4. Risk Parity: * Rule: Each asset class contributes equally to total portfolio risk. * Mechanism: Because bonds have lower volatility than stocks, Risk Parity uses leverage to boost bond exposure/risk up to equity levels. * Critique: Relies on leverage (costly/risky); assumes historical correlations hold.
5. 1/N Rule: * Rule: Equal weight to all assets (\(1/N\)). * Critique: Naive diversification. Performance depends entirely on the menu of assets chosen (e.g., if 3 of 4 assets are equity funds, it’s 75% equity).
Rebalancing restores strategic weights, enforcing a “buy low, sell high” discipline. It primarily reduces risk (drift).
Methods: * Calendar: Rebalance periodically (e.g., quarterly). * Range-Based (Corridor): Rebalance when weight deviates by \(\pm X\%\).

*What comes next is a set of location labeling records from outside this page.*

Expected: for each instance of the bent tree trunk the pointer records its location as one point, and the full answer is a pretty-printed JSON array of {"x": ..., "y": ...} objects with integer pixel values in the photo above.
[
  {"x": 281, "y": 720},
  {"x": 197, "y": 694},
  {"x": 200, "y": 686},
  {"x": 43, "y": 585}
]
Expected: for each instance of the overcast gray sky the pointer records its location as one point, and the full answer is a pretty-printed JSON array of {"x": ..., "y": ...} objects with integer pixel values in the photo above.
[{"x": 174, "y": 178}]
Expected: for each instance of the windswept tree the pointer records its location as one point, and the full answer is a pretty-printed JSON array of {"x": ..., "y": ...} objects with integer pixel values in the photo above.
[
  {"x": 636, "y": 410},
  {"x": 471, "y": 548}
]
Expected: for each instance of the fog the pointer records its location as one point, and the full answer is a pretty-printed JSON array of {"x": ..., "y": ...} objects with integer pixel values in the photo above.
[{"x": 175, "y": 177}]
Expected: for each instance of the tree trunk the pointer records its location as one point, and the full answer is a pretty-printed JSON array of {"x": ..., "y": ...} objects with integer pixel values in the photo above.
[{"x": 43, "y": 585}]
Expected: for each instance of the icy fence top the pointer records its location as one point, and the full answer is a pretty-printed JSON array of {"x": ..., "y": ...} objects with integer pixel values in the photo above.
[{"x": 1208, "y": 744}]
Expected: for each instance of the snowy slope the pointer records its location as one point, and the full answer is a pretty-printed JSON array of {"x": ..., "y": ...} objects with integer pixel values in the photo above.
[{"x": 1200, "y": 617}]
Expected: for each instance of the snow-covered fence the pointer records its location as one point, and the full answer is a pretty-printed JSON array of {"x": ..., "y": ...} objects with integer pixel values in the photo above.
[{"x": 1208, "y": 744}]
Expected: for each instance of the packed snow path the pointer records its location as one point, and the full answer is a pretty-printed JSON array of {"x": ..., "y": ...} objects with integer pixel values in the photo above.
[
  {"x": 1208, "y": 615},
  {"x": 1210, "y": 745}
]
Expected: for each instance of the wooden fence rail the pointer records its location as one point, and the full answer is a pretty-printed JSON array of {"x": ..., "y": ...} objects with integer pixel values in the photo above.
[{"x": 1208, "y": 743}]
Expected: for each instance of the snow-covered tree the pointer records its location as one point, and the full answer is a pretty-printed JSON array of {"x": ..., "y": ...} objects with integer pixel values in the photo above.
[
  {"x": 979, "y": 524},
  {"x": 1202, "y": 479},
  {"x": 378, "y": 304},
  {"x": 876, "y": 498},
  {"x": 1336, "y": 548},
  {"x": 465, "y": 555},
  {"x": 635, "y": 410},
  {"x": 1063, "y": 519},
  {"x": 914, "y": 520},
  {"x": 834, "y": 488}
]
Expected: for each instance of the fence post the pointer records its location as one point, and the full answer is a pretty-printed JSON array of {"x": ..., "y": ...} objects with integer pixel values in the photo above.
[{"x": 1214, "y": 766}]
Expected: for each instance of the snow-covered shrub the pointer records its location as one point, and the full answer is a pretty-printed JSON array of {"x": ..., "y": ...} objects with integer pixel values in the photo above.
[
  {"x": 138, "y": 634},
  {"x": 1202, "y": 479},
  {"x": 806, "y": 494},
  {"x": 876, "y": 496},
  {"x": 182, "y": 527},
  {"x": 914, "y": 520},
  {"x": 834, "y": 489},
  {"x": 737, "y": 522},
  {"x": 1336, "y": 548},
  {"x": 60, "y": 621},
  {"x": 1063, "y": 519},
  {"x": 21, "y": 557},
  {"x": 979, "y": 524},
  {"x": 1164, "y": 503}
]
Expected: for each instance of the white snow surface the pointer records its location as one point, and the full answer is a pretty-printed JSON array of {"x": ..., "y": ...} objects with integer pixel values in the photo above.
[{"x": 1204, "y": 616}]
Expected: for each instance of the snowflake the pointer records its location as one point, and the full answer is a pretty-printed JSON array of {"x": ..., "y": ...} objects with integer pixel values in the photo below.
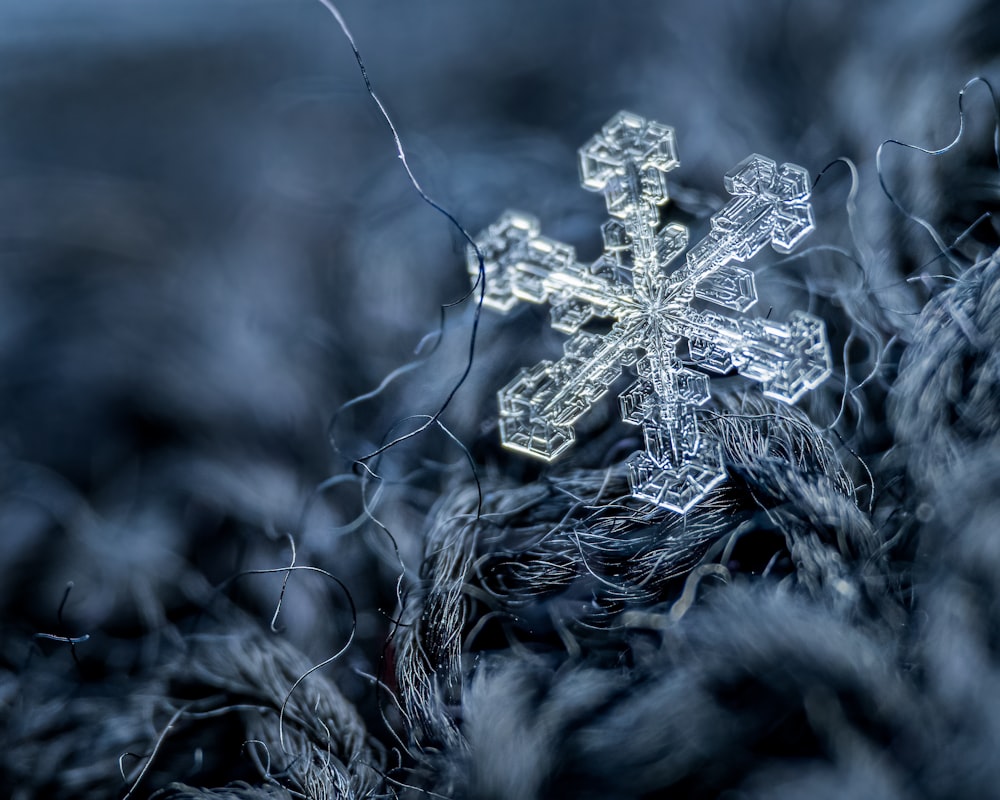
[{"x": 653, "y": 309}]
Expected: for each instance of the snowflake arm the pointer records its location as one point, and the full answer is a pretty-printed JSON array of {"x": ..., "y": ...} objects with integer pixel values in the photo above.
[{"x": 651, "y": 307}]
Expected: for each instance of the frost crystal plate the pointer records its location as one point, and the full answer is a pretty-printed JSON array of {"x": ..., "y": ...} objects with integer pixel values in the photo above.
[{"x": 651, "y": 303}]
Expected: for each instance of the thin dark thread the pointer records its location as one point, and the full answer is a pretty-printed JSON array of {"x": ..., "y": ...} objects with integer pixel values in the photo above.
[
  {"x": 480, "y": 283},
  {"x": 946, "y": 250}
]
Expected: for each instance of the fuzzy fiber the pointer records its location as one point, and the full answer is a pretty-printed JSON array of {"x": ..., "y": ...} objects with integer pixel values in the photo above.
[{"x": 208, "y": 248}]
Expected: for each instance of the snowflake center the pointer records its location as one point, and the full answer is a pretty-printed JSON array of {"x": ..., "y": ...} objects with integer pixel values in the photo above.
[{"x": 627, "y": 162}]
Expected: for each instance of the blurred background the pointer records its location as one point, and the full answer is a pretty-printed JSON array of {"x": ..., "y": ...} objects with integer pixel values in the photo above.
[{"x": 208, "y": 245}]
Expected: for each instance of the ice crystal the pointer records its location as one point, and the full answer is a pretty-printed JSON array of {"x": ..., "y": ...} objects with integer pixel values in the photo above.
[{"x": 652, "y": 305}]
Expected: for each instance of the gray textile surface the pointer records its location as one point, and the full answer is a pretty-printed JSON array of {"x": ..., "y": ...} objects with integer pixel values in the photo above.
[{"x": 208, "y": 245}]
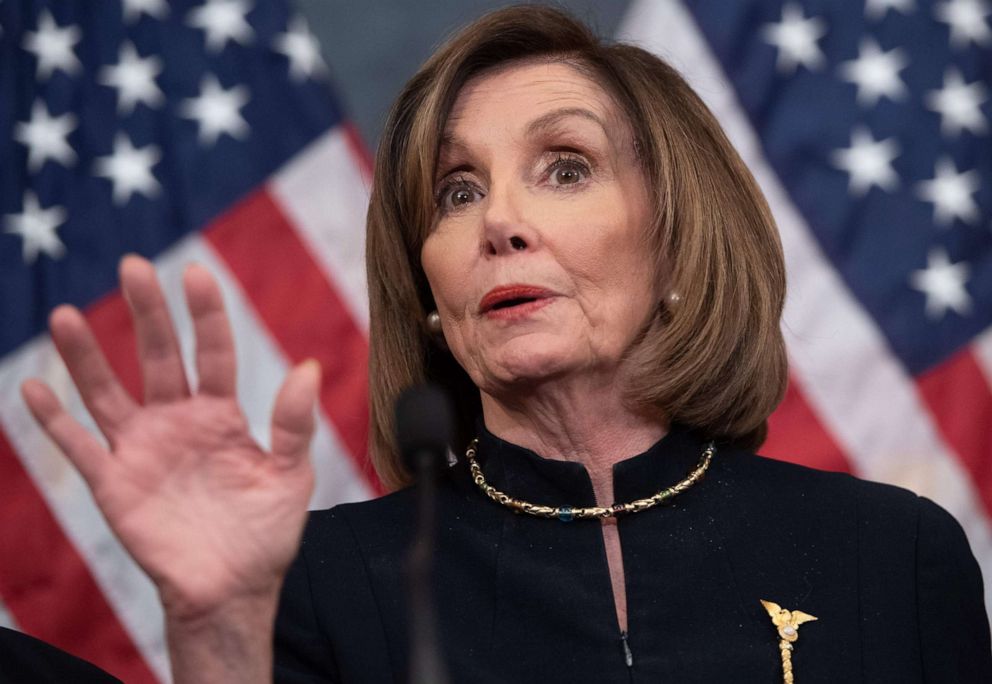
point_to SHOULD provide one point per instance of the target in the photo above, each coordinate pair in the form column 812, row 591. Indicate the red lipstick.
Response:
column 512, row 298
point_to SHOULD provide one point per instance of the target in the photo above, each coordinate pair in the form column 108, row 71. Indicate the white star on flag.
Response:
column 876, row 73
column 134, row 79
column 301, row 48
column 950, row 193
column 52, row 45
column 156, row 9
column 795, row 37
column 223, row 21
column 37, row 226
column 943, row 284
column 130, row 169
column 45, row 137
column 966, row 19
column 217, row 110
column 876, row 9
column 869, row 162
column 959, row 104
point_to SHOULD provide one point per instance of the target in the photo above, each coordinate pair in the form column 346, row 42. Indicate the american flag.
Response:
column 867, row 126
column 184, row 131
column 205, row 131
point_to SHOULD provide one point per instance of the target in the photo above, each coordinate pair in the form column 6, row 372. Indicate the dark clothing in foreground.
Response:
column 26, row 660
column 889, row 575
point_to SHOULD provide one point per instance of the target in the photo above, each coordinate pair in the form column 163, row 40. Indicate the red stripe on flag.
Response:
column 302, row 310
column 47, row 586
column 960, row 400
column 796, row 435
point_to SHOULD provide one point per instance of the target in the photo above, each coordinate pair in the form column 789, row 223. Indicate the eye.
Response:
column 567, row 171
column 456, row 193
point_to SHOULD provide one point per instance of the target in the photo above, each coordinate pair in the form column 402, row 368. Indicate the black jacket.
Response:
column 889, row 575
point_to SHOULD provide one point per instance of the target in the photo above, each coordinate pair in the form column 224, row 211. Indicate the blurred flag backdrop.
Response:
column 867, row 126
column 207, row 131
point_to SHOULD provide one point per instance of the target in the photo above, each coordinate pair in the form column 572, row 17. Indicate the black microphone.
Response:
column 424, row 427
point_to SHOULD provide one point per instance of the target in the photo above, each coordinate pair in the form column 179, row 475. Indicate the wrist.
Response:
column 231, row 642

Optimal Corridor Width Factors:
| Factor | Change | Impact on Corridor Width | Reasoning |
|---|---|---|---|
| Transaction Costs | Higher | Wider | Trade less frequently to save costs. |
| Risk Tolerance | Higher | Wider | Less sensitive to risk drift. |
| Correlation | Higher | Wider | Asset moves with the portfolio, drift is slower. |
| Volatility | Higher | Narrower | High vol assets drift fast; need tight control to manage risk. |
| Taxes | Higher | Wider | Avoid realizing gains. |
Conflict: High volatility implies narrower bands (risk control), but also implies higher transaction costs (trading cost). Investors must balance these competing objectives.